By Austin R. Ramsey
A lawsuit challenging the US Labor Department’s guidance on including cryptocurrency in 401(k) plans highlights the department’s warning that it will investigate retirement plan sponsors who offer such investments.
Guidance (CAR No. 2022-01) the Employee Benefits Security Administration issued in March instructed employers to use “extreme care” when considering digital asset investments and warned of a looming “investigative program” for crypto-invested plans. Even employers that let their workers choose digital assets could undergo heightened regulatory scrutiny, the guidance said.
That enforcement standard has the potential to leave businesses that offer 401(k) benefits scrambling to meet an evolving definition of what it means to be a prudent investor, exposing new avenues for future litigation and costing plans money.
“Threatening investigations is enough to put a plan sponsor on notice that you probably shouldn’t select this as an investment,” said Chantel Sheaks, vice president of retirement policy at the US Chamber of Commerce, which opposes the department’s move. “Why would any plan sponsor purposefully pick this type of investment knowing that they will be investigated?

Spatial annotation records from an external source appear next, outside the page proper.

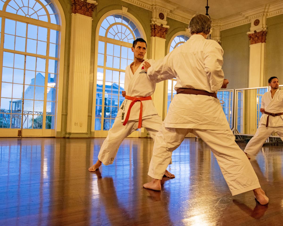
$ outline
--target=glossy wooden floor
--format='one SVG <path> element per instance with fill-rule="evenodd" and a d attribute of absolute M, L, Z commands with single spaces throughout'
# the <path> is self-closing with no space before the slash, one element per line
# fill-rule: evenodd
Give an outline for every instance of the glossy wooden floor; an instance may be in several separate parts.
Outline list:
<path fill-rule="evenodd" d="M 252 192 L 231 195 L 200 140 L 173 152 L 176 178 L 155 192 L 142 187 L 152 140 L 125 139 L 113 165 L 89 172 L 104 140 L 0 138 L 0 225 L 282 225 L 282 146 L 251 161 L 269 198 L 262 206 Z"/>

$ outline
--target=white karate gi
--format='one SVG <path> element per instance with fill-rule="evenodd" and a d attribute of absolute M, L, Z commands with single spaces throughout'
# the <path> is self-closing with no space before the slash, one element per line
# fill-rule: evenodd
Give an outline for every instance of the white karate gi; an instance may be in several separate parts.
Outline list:
<path fill-rule="evenodd" d="M 153 61 L 146 60 L 151 64 Z M 128 96 L 141 97 L 151 96 L 155 88 L 156 84 L 159 78 L 149 80 L 146 72 L 142 69 L 142 63 L 134 74 L 131 69 L 130 65 L 126 69 L 125 75 L 125 90 Z M 119 108 L 117 116 L 112 128 L 108 131 L 108 135 L 103 142 L 98 155 L 98 159 L 105 165 L 111 164 L 116 156 L 119 147 L 123 140 L 133 131 L 138 129 L 138 119 L 140 109 L 140 102 L 138 101 L 134 105 L 130 111 L 129 120 L 125 125 L 123 125 L 122 120 L 123 112 L 121 108 L 124 106 L 126 101 L 132 101 L 125 99 Z M 155 135 L 161 127 L 162 120 L 157 114 L 152 100 L 143 101 L 142 119 L 142 126 L 146 129 L 150 136 L 154 140 Z M 126 113 L 127 112 L 126 112 Z M 126 117 L 125 114 L 123 117 Z"/>
<path fill-rule="evenodd" d="M 261 108 L 271 113 L 283 112 L 283 91 L 276 90 L 273 99 L 270 91 L 264 93 L 261 97 Z M 283 140 L 283 115 L 273 117 L 270 116 L 268 126 L 265 127 L 268 115 L 263 114 L 260 120 L 256 134 L 247 144 L 244 151 L 251 155 L 255 156 L 260 151 L 268 137 L 274 132 L 277 132 Z M 281 116 L 281 117 L 280 117 Z"/>
<path fill-rule="evenodd" d="M 154 64 L 148 76 L 154 80 L 158 75 L 170 75 L 164 78 L 177 79 L 175 90 L 187 88 L 216 93 L 224 79 L 223 53 L 215 41 L 194 34 Z M 149 175 L 162 178 L 172 152 L 189 132 L 210 147 L 233 195 L 260 187 L 250 163 L 235 142 L 219 100 L 202 95 L 175 95 L 155 137 Z"/>

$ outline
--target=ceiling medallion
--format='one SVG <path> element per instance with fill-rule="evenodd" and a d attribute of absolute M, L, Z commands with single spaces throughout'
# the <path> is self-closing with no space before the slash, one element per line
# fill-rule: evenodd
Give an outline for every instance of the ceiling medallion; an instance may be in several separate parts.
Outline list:
<path fill-rule="evenodd" d="M 159 17 L 160 19 L 164 19 L 164 14 L 161 12 L 159 14 Z"/>
<path fill-rule="evenodd" d="M 255 26 L 257 26 L 259 24 L 260 20 L 258 19 L 257 19 L 254 22 L 254 25 Z"/>

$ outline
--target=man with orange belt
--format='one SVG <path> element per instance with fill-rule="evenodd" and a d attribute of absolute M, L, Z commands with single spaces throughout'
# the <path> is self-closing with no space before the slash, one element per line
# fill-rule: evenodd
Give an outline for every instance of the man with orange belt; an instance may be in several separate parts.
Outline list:
<path fill-rule="evenodd" d="M 145 60 L 143 58 L 147 47 L 146 42 L 142 38 L 138 38 L 133 43 L 132 51 L 134 61 L 126 68 L 125 91 L 122 92 L 125 99 L 103 142 L 97 161 L 89 168 L 90 171 L 97 169 L 102 163 L 105 165 L 112 164 L 121 143 L 132 132 L 144 127 L 154 140 L 161 127 L 162 120 L 157 114 L 151 96 L 156 83 L 163 79 L 161 76 L 153 80 L 148 78 L 142 63 Z M 152 60 L 146 60 L 151 64 L 153 62 Z M 175 177 L 167 170 L 164 174 L 168 177 Z"/>
<path fill-rule="evenodd" d="M 277 77 L 268 79 L 270 91 L 261 97 L 260 110 L 263 113 L 258 128 L 254 136 L 247 144 L 244 151 L 249 158 L 256 156 L 271 134 L 277 132 L 283 140 L 283 91 L 278 90 L 279 81 Z"/>
<path fill-rule="evenodd" d="M 160 180 L 172 152 L 191 132 L 210 148 L 232 195 L 253 190 L 258 201 L 265 205 L 268 198 L 250 163 L 235 142 L 216 98 L 218 90 L 226 88 L 228 81 L 224 79 L 222 69 L 223 50 L 215 40 L 206 39 L 211 26 L 207 16 L 195 15 L 189 23 L 192 35 L 188 41 L 153 66 L 143 63 L 150 79 L 166 75 L 167 79 L 177 79 L 174 88 L 177 93 L 155 136 L 148 173 L 153 179 L 143 186 L 161 190 Z"/>

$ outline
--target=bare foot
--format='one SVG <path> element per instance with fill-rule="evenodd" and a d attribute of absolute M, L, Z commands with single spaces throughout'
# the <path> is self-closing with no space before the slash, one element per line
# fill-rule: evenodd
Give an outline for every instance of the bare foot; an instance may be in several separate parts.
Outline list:
<path fill-rule="evenodd" d="M 161 180 L 153 179 L 151 181 L 143 184 L 143 187 L 155 191 L 161 190 Z"/>
<path fill-rule="evenodd" d="M 266 205 L 268 203 L 269 199 L 265 195 L 265 192 L 260 188 L 254 190 L 254 198 L 261 205 Z"/>
<path fill-rule="evenodd" d="M 249 155 L 247 153 L 246 153 L 245 152 L 244 152 L 244 153 L 245 154 L 246 154 L 246 155 L 247 156 L 247 157 L 248 157 L 248 158 L 249 159 L 250 159 L 250 155 Z"/>
<path fill-rule="evenodd" d="M 165 177 L 169 177 L 170 178 L 175 178 L 175 175 L 171 173 L 167 169 L 166 170 L 166 171 L 165 171 L 164 176 Z"/>
<path fill-rule="evenodd" d="M 91 172 L 95 171 L 98 169 L 98 168 L 99 168 L 99 167 L 101 165 L 101 161 L 100 161 L 99 160 L 98 160 L 96 162 L 96 163 L 95 163 L 95 164 L 94 164 L 91 167 L 89 167 L 89 171 L 91 171 Z"/>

You just wouldn’t.”
Plan provider ForUsAll Inc. sued the Labor Department in federal district court for violating the Administrative Procedure Act (Pub.L. 79-404) when it issued its guidance effectively banning crypto investments outside a formal notice-and-comment rulemaking process. The company is arguing that the department’s warning of investigations exceeded its statutory authority.
The department’s threat of investigative action was the catalyst for the lawsuit. ForUsAll, which offers workers access to crypto holdings, says it stands to lose business because plan sponsors are too leery of drawing regulatory scrutiny.
The gravity of the Labor Department’s “investigative” language adds potency to other language in the guidance that it may have to defend in court, critics say.
Forcing plans to exercise “extreme care” suggests a new standard for making digital asset investment decisions. Implicating self-directed brokerage windows changes how plan sponsors have always treated those types of investment vehicles.
“They’ve opened a can of worms that they can’t close now,” Sheaks said.
The Chamber joined at least 10 trade organizations representing plan sponsors and retirement funds calling on the Labor Department to revoke its cryptocurrency guidance shortly after its release in March.
Fidelity Investments Inc. is going head-to-head with DOL’s employee benefits arm by launching its own 401(k)-tailored crypto product weeks after the guidance was issued.
Strict fiduciary investment selection standards laid out in the Employee Retirement Income Security Act (Pub.L. 93-406) can’t be modified for a single asset class alone using a three-page subregulatory guidance document, ForUsAll argues in its suit.
The company claims the department “invented” a new standard for choosing investments “heretofore unseen in the nearly 50-year history of ERISA and contradicted by the text of the statute.”
“What’s special about this case is that the Labor Department has essentially created a different standard of care for cryptocurrency investments,” said Josh Lichtenstein, a partner at Ropes & Gray LLP in New York. “They basically said that the bar for demonstrating a prudent process is higher, and that’s the question that a court needs to decide.”
The price of legal action is high, even if companies proved a careful, well-documented analysis of cryptocurrency investments and courts were to apply only a prudence standard under ERISA.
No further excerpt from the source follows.